The CDS, protein, and genomic DNA sequences of GhAPL and GhHDA5 were extracted from the CottonFGD database [51]. The intron-exon structures of the GhAPL and GhHDA5 genes were analyzed using the online software GSDS2.0 (http://gsds.cbi.pku.edu.cn/) [56]. The conserved domains within the GhAPL and GhHDA5 proteins were predicted using the online software SMART (http://smart.embl-heidelberg.de/) [57]. The Mw and pI were predicted using ExPASy (http://web.expasy.org/compute_pi/) [58]. DNAMAN 6.0 software was employed to perform multiple sequence alignments of the GhAPL and GhHDA5 proteins with their homologous proteins from other species.

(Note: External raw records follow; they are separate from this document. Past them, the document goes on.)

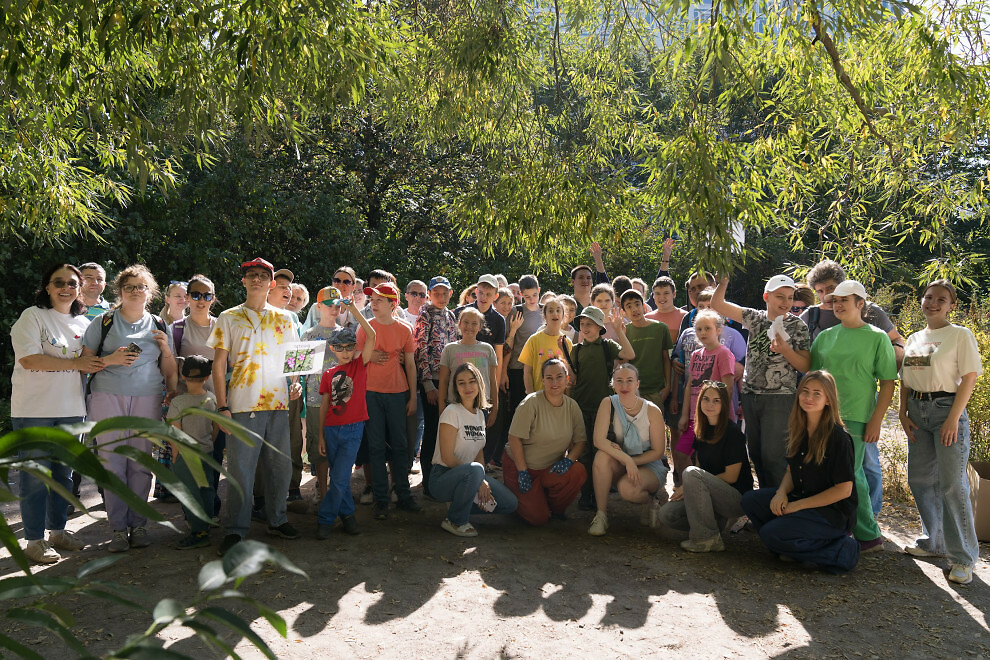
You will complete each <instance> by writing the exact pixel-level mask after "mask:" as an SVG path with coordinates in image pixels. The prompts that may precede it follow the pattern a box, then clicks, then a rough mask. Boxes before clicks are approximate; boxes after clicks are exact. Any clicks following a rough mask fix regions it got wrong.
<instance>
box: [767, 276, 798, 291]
mask: <svg viewBox="0 0 990 660" xmlns="http://www.w3.org/2000/svg"><path fill="white" fill-rule="evenodd" d="M785 286H789V287H790V288H792V289H795V288H797V287H796V286H794V280H792V279H791V278H789V277H787V275H774V276H773V277H771V278H770V279H769V280H767V284H766V286H764V287H763V293H770V292H772V291H776V290H777V289H779V288H781V287H785Z"/></svg>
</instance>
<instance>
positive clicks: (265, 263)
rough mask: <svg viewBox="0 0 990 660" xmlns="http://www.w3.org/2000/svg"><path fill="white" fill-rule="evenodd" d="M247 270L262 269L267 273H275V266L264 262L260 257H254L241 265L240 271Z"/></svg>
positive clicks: (264, 260) (265, 261) (242, 263)
mask: <svg viewBox="0 0 990 660" xmlns="http://www.w3.org/2000/svg"><path fill="white" fill-rule="evenodd" d="M248 268H264V269H265V270H267V271H268V272H269V273H274V272H275V266H273V265H272V264H271V262H269V261H265V260H264V259H262V258H261V257H255V258H254V259H252V260H251V261H245V262H244V263H242V264H241V270H247V269H248Z"/></svg>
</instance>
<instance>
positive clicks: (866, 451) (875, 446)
mask: <svg viewBox="0 0 990 660" xmlns="http://www.w3.org/2000/svg"><path fill="white" fill-rule="evenodd" d="M863 473H864V474H865V475H866V485H867V486H868V487H869V489H870V508H871V509H873V516H874V517H876V516H878V515H880V510H881V509H882V508H883V472H882V471H881V469H880V443H878V442H873V443H870V444H867V445H866V453H864V454H863Z"/></svg>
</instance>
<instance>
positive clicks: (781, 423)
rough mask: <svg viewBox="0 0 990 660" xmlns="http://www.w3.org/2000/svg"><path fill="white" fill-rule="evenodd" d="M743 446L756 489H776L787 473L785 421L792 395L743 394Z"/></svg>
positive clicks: (779, 394)
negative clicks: (754, 477)
mask: <svg viewBox="0 0 990 660" xmlns="http://www.w3.org/2000/svg"><path fill="white" fill-rule="evenodd" d="M742 404H743V416H744V417H745V419H746V445H747V446H748V447H749V457H750V459H752V461H753V467H755V468H756V478H757V479H759V481H760V488H776V487H777V486H779V485H780V482H781V481H782V480H783V478H784V473H785V472H786V471H787V458H786V454H787V421H788V419H790V415H791V408H793V407H794V395H793V394H743V396H742Z"/></svg>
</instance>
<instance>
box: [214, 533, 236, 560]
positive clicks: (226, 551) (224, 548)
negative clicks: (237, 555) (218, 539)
mask: <svg viewBox="0 0 990 660" xmlns="http://www.w3.org/2000/svg"><path fill="white" fill-rule="evenodd" d="M240 542H241V537H240V536H238V535H237V534H227V536H225V537H223V541H220V547H219V548H217V554H218V555H220V556H221V557H223V556H224V555H225V554H227V551H228V550H230V549H231V548H233V547H234V546H235V545H237V544H238V543H240Z"/></svg>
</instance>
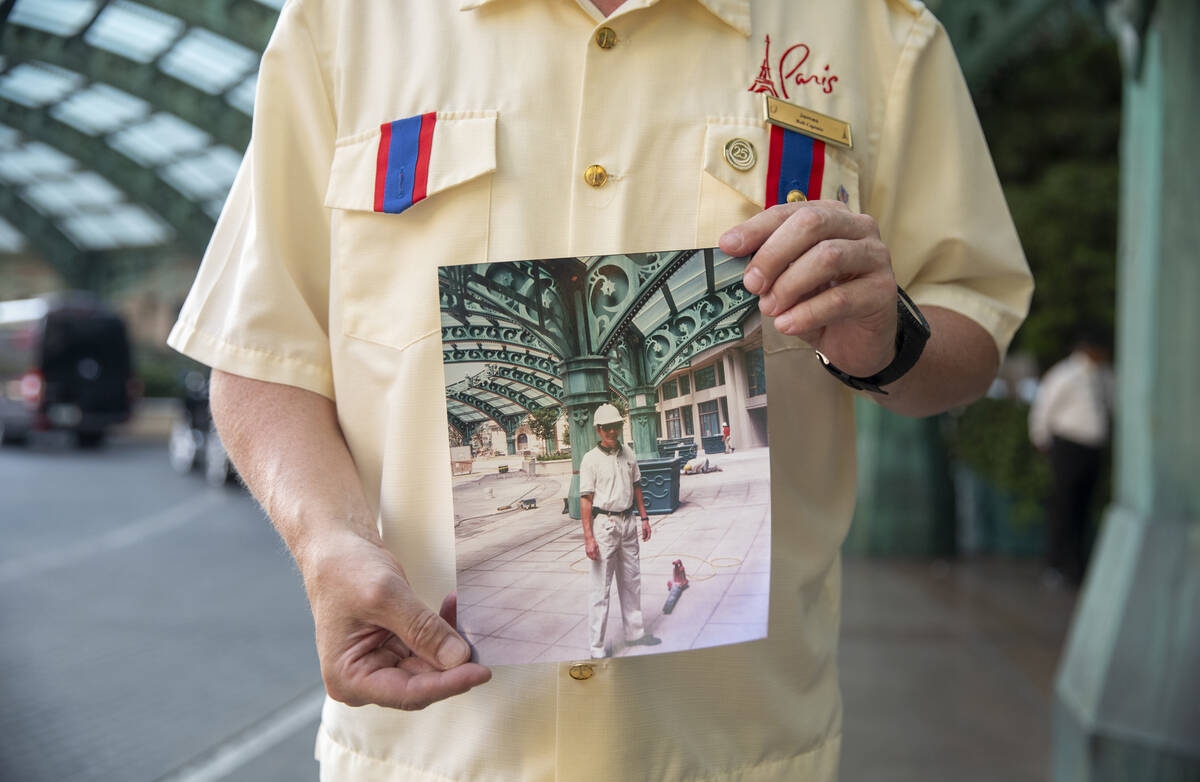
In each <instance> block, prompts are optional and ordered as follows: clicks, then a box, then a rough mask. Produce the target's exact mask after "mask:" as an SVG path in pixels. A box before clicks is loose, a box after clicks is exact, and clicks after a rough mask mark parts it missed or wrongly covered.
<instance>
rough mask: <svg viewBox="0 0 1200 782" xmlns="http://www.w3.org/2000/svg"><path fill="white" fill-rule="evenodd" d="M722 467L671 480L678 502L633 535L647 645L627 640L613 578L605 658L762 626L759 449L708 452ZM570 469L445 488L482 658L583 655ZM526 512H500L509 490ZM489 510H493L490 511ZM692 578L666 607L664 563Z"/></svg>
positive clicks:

Virus-induced gene silencing

The CDS of GhAPL and GhHDA5 were submitted to SGN-VIGS Tool (http://vigs.solgenomics.net/) for sequence analyses and selection of two 300-bp optimal sequences, which were amplified from the RIL182 cDNA to construct the pCLCrVA::GhAPL and pCLCrVA::GhHDA5 vectors. The pCLCrVA::GhAPL and pCLCrVA::GhHDA5 plasmids were transformed into LBA4404 strains. The pCLCrVA vector served as an empty control, and the pCLCrVA::GhPDS vector served as a positive control. The LBA4404 strains carrying pCLCrVA::GhAPL, pCLCrVA::GhHDA5, pCLCrVA (negative control), or pCLCrVA::GhPDS (positive control) were mixed with the strain containing pCLCrVB (helper vector) (1:1 ratio, OD600 = 1.5) and infiltrated into two fully expanded cotyledons of 10-day-old CCRI36 seedlings via syringe infiltration to generate the VA plants, pCLCrVA::GhAPL- and pCLCrVA::GhHDA5-silenced cotton, which were cultivated in a climate-controlled greenhouse with a suitable growing environment (light/dark cycle: 16 h at 28 °C/8 h at 22 °C). When the leaves of the pCLCrVA::GhPDS plants became white, the virus-induced silencing plants were confirmed using PCR and specific primers (Additional file 11: Table S6). The plants were transplanted into large plots and cultivated until flowering. The process of VIGS assay was the same as described previously [59].